Ani Bedrosian Adaimy was feeling the pressure Thursday as she talked about her role as the new president of an organization previously run by males: the Armenian American Chamber of Commerce Greater Los Angeles chapter.
She stood up and sat down. She shifted from side to side. She double-checked her facts. She fanned herself.
The responsibility of being the organization’s first woman president, she said, was not easy to handle.
“It’s a responsibility to make the right choices, to make it easier for future incoming women as leaders,” she said.
Adaimy was elected in December as president of the chapter, which has more than 400 members, said Armond Aghakhanian, chairman of the group’s public information and government affairs committee.

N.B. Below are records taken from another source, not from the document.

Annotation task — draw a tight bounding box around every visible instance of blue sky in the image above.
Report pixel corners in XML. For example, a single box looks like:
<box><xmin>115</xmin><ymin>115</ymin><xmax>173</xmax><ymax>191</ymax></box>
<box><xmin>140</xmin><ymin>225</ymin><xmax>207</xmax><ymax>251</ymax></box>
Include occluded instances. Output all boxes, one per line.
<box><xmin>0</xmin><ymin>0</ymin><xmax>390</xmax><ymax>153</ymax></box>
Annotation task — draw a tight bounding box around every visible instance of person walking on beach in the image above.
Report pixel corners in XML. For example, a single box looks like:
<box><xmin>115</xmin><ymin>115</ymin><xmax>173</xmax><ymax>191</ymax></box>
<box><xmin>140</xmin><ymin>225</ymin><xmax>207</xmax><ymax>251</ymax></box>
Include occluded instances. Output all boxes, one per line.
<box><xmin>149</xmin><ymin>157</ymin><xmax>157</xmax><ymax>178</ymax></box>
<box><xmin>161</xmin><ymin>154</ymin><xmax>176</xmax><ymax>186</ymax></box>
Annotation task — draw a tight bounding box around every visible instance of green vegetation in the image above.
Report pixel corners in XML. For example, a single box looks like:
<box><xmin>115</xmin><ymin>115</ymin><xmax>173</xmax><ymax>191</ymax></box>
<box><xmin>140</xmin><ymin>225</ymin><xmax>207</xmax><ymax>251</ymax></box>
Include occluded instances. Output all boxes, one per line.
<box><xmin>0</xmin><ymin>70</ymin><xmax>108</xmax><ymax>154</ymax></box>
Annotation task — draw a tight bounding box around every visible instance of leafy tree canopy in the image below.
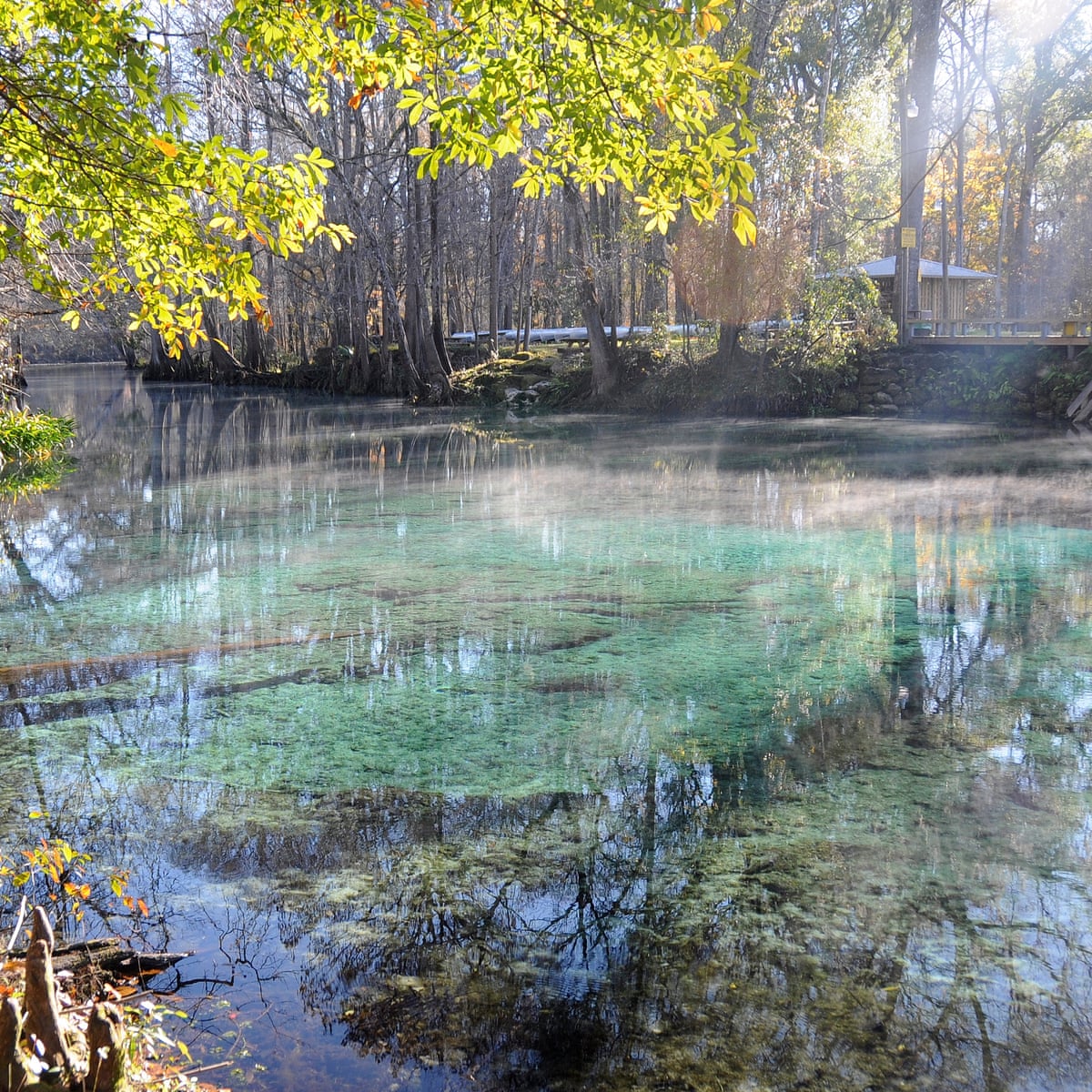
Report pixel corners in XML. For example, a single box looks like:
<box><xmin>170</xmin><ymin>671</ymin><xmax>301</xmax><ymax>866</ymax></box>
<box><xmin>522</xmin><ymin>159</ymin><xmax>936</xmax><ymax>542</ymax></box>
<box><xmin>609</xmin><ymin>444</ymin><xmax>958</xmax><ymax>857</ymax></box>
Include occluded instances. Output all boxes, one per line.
<box><xmin>0</xmin><ymin>0</ymin><xmax>344</xmax><ymax>348</ymax></box>
<box><xmin>0</xmin><ymin>0</ymin><xmax>753</xmax><ymax>349</ymax></box>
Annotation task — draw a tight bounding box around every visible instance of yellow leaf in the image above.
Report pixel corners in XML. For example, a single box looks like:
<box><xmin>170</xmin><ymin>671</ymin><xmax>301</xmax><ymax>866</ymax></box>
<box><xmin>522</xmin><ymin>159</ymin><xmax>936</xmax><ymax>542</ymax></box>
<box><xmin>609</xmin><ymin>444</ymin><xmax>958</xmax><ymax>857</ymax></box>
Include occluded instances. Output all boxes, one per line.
<box><xmin>152</xmin><ymin>136</ymin><xmax>178</xmax><ymax>159</ymax></box>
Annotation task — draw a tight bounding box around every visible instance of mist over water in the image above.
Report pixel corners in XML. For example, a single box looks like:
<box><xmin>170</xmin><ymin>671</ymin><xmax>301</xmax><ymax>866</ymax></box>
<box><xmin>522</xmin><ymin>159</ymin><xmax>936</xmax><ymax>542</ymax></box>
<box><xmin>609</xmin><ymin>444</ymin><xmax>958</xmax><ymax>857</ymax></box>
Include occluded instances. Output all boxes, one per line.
<box><xmin>0</xmin><ymin>368</ymin><xmax>1092</xmax><ymax>1092</ymax></box>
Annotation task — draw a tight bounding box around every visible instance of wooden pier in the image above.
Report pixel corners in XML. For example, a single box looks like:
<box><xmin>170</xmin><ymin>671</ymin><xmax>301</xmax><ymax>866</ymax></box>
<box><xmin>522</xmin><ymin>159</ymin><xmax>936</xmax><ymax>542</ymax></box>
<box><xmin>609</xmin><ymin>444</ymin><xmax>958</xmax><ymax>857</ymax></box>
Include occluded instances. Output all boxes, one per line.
<box><xmin>910</xmin><ymin>318</ymin><xmax>1092</xmax><ymax>359</ymax></box>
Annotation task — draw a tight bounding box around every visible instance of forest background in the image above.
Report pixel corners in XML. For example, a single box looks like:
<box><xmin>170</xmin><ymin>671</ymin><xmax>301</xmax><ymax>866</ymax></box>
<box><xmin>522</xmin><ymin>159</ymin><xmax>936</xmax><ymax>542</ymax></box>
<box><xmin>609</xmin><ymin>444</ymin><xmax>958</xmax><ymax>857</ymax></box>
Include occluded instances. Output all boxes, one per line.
<box><xmin>0</xmin><ymin>0</ymin><xmax>1092</xmax><ymax>412</ymax></box>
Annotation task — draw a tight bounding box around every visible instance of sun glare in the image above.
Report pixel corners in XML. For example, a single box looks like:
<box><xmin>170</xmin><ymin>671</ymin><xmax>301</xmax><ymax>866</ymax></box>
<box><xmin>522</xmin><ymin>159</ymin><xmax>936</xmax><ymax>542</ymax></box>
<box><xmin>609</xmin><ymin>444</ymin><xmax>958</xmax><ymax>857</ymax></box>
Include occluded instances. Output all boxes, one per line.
<box><xmin>993</xmin><ymin>0</ymin><xmax>1086</xmax><ymax>42</ymax></box>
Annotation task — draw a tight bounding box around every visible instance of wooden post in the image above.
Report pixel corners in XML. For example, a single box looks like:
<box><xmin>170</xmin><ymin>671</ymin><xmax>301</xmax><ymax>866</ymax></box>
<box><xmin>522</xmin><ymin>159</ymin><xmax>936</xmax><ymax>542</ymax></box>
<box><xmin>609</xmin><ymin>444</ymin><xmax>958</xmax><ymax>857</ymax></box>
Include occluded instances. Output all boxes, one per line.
<box><xmin>25</xmin><ymin>940</ymin><xmax>72</xmax><ymax>1074</ymax></box>
<box><xmin>86</xmin><ymin>1003</ymin><xmax>126</xmax><ymax>1092</ymax></box>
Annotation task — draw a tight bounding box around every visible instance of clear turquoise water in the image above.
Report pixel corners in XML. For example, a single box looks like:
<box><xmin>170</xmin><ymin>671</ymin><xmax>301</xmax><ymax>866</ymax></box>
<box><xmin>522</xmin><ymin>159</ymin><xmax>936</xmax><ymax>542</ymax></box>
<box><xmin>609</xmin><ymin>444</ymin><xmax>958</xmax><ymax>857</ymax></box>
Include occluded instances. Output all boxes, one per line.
<box><xmin>0</xmin><ymin>368</ymin><xmax>1092</xmax><ymax>1092</ymax></box>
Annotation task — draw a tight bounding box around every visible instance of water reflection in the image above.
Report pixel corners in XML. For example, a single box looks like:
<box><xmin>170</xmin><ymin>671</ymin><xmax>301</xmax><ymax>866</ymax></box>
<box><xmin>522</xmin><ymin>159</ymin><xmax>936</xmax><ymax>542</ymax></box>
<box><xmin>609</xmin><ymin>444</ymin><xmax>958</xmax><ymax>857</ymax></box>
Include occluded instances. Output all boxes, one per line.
<box><xmin>0</xmin><ymin>376</ymin><xmax>1092</xmax><ymax>1092</ymax></box>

Her election was a bold step for an organization that is only in its 10th year, but it was the right one considering Adaimy’s unique personality, Aghakhanian said.
“Given our current economic situation, I think she’s kind of a ray of light that everyone’s looking to see,” said Aghakhanian, who was president of the chapter in 2005.
Adaimy, a Pasadena-based sales representative for LandSafe Title, is more than just a business leader. She is also known as an energetic and friendly face in the community, Aghakhanian said.
The 52-year-old was born in Baghdad and moved to Glendale as a teenager, attending Glendale High School and Glendale Community College before pursuing a career in business.
She speaks Arabic, Armenian and English, and has been able to connect with community members of various backgrounds, she said.
Adaimy hadn’t thought of being one of the chapter’s board members until Aghakhanian approached her in 2005 during a charity event she was working at for New Horizons Family Center, she said.
“I did not even know what I was getting into at the time,” she said.
Since then she has emerged as a leader who the group hopes can help to inspire more women, as well as men, to succeed in the business world, Aghakhanian said.
The election of a female president also comes at a time of national transition, after the election of Barack Obama as the nation’s first biracial president, Aghakhanian said, adding that just as Obama was the right person to give hope to Americans, Adaimy has the energy to excite businesspeople in the area.
“We work at a grass-roots level, and we bring hope to businesses, Armenian and non-Armenian,” he said, explaining that close to half of the chamber’s members are not Armenian. “That energy and that message of hope together, I think are going to be great, especially in today’s economy.”
One of Adaimy’s goals as president is to continue inspiring women to participate in business, by recognizing their achievements during special events, like the group’s third annual luncheon planned for October.
Previous female honorees have included Lisa Kalustian, chief deputy director of Gov. Arnold Schwarzenegger’s Los Angeles office, as well as Frida Jordan, co-founder of the Armenian Bone Marrow Donor Registry.
More acknowledgment for successful women, Armenian or non-Armenian, could help boost business confidence during a time when some women, and men, might feel discouraged by the business climate, she said.
“If they see them being recognized, I think they’ll want to do a lot more.”